Technical Validation and Supervised Benchmarks
Extensive validation is performed on both the label and feature quality:
Among notable findings:
- For ChIP-Seq and DNase-Seq, RF, GB, and NN achieve AUC ROC > 0.7 across almost all BL feature subsets and QC-34.
- In RNA-Seq, AUC ROC exceeds 0.9 for QC-34 and also for selected BL feature regimes, emphasizing the strong discriminatory power for transcriptomic QC.

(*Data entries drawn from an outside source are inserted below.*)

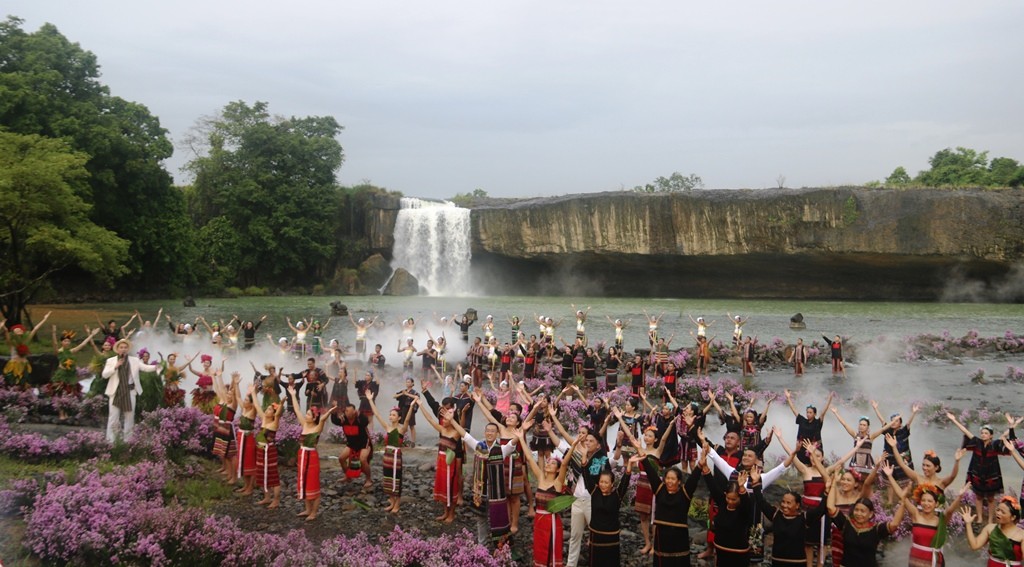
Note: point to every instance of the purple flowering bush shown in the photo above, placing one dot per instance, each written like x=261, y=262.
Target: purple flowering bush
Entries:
x=34, y=447
x=93, y=521
x=171, y=433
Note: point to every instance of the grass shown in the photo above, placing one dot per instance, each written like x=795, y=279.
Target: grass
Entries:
x=12, y=469
x=201, y=491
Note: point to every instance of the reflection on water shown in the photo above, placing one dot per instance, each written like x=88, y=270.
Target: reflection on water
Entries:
x=873, y=374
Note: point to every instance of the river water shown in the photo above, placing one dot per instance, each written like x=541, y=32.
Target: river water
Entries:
x=877, y=372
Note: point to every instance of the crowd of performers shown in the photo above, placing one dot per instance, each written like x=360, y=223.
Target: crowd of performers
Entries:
x=527, y=454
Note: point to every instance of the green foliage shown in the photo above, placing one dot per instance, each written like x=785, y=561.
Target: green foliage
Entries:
x=51, y=88
x=673, y=183
x=468, y=200
x=271, y=181
x=45, y=223
x=850, y=212
x=899, y=176
x=962, y=168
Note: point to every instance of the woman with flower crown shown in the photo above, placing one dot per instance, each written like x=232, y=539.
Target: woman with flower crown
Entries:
x=203, y=395
x=1004, y=536
x=312, y=423
x=984, y=473
x=928, y=527
x=65, y=381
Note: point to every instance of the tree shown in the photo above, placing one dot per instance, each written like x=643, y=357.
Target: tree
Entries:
x=45, y=223
x=51, y=88
x=674, y=183
x=899, y=176
x=271, y=180
x=962, y=167
x=1006, y=172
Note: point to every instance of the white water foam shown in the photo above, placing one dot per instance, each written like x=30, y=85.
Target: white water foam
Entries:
x=431, y=242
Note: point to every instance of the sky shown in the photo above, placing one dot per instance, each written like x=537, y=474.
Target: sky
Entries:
x=534, y=98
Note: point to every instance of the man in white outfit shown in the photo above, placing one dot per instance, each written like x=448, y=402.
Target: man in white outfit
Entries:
x=122, y=388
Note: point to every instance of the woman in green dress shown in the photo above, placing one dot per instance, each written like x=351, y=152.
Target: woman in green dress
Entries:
x=66, y=380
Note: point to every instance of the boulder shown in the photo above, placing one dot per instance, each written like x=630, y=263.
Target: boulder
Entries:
x=402, y=284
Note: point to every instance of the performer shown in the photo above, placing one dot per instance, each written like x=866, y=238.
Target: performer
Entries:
x=860, y=535
x=245, y=440
x=809, y=426
x=203, y=395
x=394, y=431
x=927, y=523
x=837, y=355
x=984, y=473
x=620, y=328
x=737, y=328
x=798, y=357
x=223, y=427
x=266, y=452
x=901, y=433
x=312, y=423
x=488, y=479
x=747, y=353
x=354, y=459
x=448, y=481
x=1004, y=537
x=123, y=389
x=672, y=510
x=547, y=525
x=66, y=381
x=862, y=461
x=605, y=500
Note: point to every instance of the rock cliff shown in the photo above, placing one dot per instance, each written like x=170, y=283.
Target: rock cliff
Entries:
x=836, y=243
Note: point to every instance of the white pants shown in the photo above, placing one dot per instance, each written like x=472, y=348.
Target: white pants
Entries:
x=114, y=419
x=580, y=524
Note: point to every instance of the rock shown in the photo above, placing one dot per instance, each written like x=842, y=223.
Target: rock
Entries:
x=402, y=284
x=374, y=271
x=840, y=243
x=339, y=309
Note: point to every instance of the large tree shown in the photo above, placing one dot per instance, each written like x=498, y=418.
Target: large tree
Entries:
x=50, y=87
x=44, y=223
x=271, y=180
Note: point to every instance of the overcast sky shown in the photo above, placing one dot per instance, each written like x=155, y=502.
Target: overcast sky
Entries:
x=552, y=97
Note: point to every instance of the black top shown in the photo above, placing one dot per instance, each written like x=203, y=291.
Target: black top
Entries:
x=604, y=509
x=732, y=527
x=807, y=429
x=788, y=540
x=859, y=548
x=671, y=508
x=670, y=453
x=356, y=435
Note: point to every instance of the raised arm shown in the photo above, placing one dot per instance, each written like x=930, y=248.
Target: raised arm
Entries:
x=960, y=426
x=295, y=403
x=844, y=424
x=377, y=413
x=788, y=401
x=914, y=409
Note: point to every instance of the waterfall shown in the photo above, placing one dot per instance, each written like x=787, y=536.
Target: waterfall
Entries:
x=431, y=242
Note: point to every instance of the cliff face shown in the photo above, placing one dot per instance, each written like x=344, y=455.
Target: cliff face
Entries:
x=837, y=243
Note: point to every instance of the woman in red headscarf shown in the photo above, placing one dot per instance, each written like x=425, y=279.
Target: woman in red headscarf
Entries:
x=308, y=472
x=204, y=396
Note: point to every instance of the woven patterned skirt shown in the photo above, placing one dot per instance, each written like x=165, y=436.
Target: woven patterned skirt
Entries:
x=308, y=474
x=392, y=471
x=266, y=466
x=246, y=442
x=223, y=439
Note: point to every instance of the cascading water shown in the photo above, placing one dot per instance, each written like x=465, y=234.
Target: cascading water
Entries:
x=431, y=242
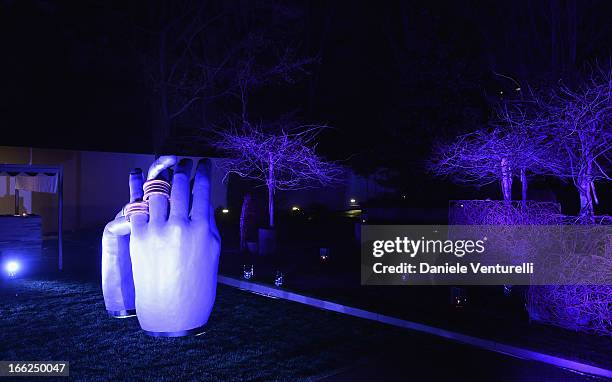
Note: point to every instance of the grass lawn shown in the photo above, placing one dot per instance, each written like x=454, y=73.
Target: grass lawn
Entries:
x=249, y=337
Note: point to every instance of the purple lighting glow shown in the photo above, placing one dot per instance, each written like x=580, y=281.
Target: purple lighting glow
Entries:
x=12, y=267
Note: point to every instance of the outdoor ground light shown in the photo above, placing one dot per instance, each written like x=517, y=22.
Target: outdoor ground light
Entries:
x=247, y=272
x=12, y=267
x=324, y=254
x=279, y=279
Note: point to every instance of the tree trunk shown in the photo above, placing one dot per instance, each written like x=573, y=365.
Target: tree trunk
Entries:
x=271, y=184
x=524, y=188
x=506, y=181
x=586, y=201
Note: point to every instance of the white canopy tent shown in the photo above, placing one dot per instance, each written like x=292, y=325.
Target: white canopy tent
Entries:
x=21, y=170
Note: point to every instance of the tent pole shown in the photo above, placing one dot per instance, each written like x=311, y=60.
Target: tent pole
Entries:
x=60, y=236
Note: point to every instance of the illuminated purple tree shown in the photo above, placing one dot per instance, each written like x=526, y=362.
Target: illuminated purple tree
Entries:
x=517, y=142
x=281, y=161
x=528, y=135
x=582, y=133
x=480, y=158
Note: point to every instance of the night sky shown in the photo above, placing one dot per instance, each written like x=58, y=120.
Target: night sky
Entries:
x=387, y=77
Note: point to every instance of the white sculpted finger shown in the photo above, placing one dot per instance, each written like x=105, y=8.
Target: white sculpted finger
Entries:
x=162, y=163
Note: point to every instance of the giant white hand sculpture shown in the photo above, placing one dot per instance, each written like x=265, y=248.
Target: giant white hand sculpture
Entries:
x=117, y=280
x=175, y=255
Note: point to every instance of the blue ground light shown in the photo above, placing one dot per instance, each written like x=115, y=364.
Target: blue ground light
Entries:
x=248, y=338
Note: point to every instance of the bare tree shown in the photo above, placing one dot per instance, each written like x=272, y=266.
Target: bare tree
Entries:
x=280, y=161
x=528, y=130
x=202, y=55
x=480, y=158
x=583, y=134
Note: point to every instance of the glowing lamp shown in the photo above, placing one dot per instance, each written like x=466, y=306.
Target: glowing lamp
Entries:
x=12, y=267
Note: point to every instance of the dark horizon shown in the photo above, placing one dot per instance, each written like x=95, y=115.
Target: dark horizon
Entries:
x=389, y=81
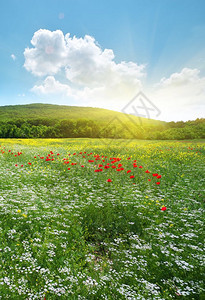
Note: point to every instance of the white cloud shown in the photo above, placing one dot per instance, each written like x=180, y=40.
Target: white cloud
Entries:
x=52, y=86
x=48, y=54
x=181, y=96
x=13, y=56
x=85, y=65
x=92, y=77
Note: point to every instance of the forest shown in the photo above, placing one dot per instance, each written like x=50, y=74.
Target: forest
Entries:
x=85, y=128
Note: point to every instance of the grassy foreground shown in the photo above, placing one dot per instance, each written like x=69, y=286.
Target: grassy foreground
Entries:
x=93, y=219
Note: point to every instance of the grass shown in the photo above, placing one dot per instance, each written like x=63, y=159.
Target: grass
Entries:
x=71, y=234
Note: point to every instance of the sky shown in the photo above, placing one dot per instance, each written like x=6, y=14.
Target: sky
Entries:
x=103, y=53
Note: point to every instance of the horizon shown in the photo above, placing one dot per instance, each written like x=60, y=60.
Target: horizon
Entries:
x=74, y=54
x=36, y=103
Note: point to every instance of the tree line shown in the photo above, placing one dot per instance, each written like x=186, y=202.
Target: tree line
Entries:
x=83, y=128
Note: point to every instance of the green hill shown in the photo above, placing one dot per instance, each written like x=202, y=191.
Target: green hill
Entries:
x=53, y=121
x=62, y=112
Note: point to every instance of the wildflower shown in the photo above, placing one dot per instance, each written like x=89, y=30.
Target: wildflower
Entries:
x=163, y=208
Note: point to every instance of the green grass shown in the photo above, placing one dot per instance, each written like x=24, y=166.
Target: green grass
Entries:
x=59, y=112
x=70, y=234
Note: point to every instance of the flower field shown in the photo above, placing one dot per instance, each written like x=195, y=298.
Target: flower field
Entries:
x=83, y=220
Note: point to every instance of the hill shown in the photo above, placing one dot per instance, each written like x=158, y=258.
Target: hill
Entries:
x=62, y=112
x=53, y=121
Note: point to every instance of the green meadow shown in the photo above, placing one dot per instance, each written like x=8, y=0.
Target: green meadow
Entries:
x=101, y=219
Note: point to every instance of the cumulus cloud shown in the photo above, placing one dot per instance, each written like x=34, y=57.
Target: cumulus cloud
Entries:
x=13, y=56
x=181, y=96
x=48, y=54
x=92, y=77
x=84, y=64
x=52, y=86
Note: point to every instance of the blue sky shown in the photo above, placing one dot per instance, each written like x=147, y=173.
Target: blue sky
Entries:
x=163, y=39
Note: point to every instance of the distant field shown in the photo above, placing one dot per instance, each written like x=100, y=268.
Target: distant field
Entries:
x=60, y=112
x=101, y=219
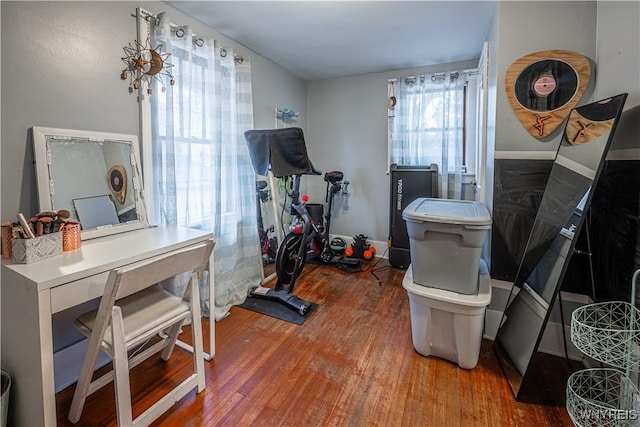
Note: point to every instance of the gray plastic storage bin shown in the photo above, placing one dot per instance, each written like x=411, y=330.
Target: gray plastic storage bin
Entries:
x=446, y=238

- Classifier performance generally saturates when the BL feature set grows beyond ~200 features, empirically demonstrating the practical onset of the curse of dimensionality and redundancy—especially relevant for high-dimensional anomaly detection tasks.
- For eCLIP assays, all approaches exhibit lower and more unstable performance, signifying assay-specific QC challenges and suggesting the need for further feature engineering or context-aware modeling.
Spectrum of Use Cases and Implications
The dataset's multi-representational design makes it highly amenable to several research directions:
- Benchmarking Feature Selection and Dimensionality Reduction: Because BL feature sets are nested, this resource supports systematic evaluation of biological and statistical feature selection algorithms, including hybrid and multi-view learning strategies, within a controlled biological context.
- Algorithm Robustness and Generalization: Stratified assays and detailed metadata facilitate the evaluation of cross-assay generalization, batch effects, and robustness to label noise, critical in biomedical ML applications.
- Curse of Dimensionality Studies: Variable BL granularity allows controlled investigations into model performance trade-offs, regularization, and outlier/anomaly detection strategies in high-dimensional bioinformatics, as shown by the performance plateauing beyond 200 features.
- Bias and Demographic Analysis: Associated metadata on donor demographics and experiment structure underpin fairness and bias analyses, though users are cautioned regarding representativeness limitations, especially regarding ethnic diversity.
The ready availability of Python and R code, as well as tabular CSVs and metadata on Zenodo, further facilitates direct adoption for benchmarking, model development, or integration into larger multi-omic studies.
Limitations and Directions for AI-Driven Genomics
The authors note several caveats. Demographic imbalances inherent to the original ENCODE depositions may bias downstream AI models. QC labels—though externally validated and augmented by expert curation—remain imperfect, especially for "released" class samples. Certain NGS modalities (e.g. single-cell RNA-Seq) are not yet covered, and periodic dataset updates are planned to address shifts in labeling or assay representation.
From a future AI perspective, this dataset provides not only a gold standard for developing ensemble and deep learning-based QC pipelines, but also a reference for transfer learning, active learning, and outlier detection research in genomics. The nested, orthogonal feature construction enables modularity in representation learning and the testing of semi-supervised and unsupervised anomaly detection under realistic class imbalance scenarios.
Conclusion
This work establishes a robust, scalable, and deeply annotated resource for machine learning-driven quality control of NGS data, bridging multiple representation paradigms and providing rigorous external validation and technical benchmarking. The focus on both technically agnostic (QC-34) and genome-informed (BL) features spanning variable dimensionalities enables a wide spectrum of algorithmic inquiries, from feature selection to robustness and fairness evaluation. The integration with public repositories and codebases ensures sustained impact and adaptability for the computational genomics and AI communities.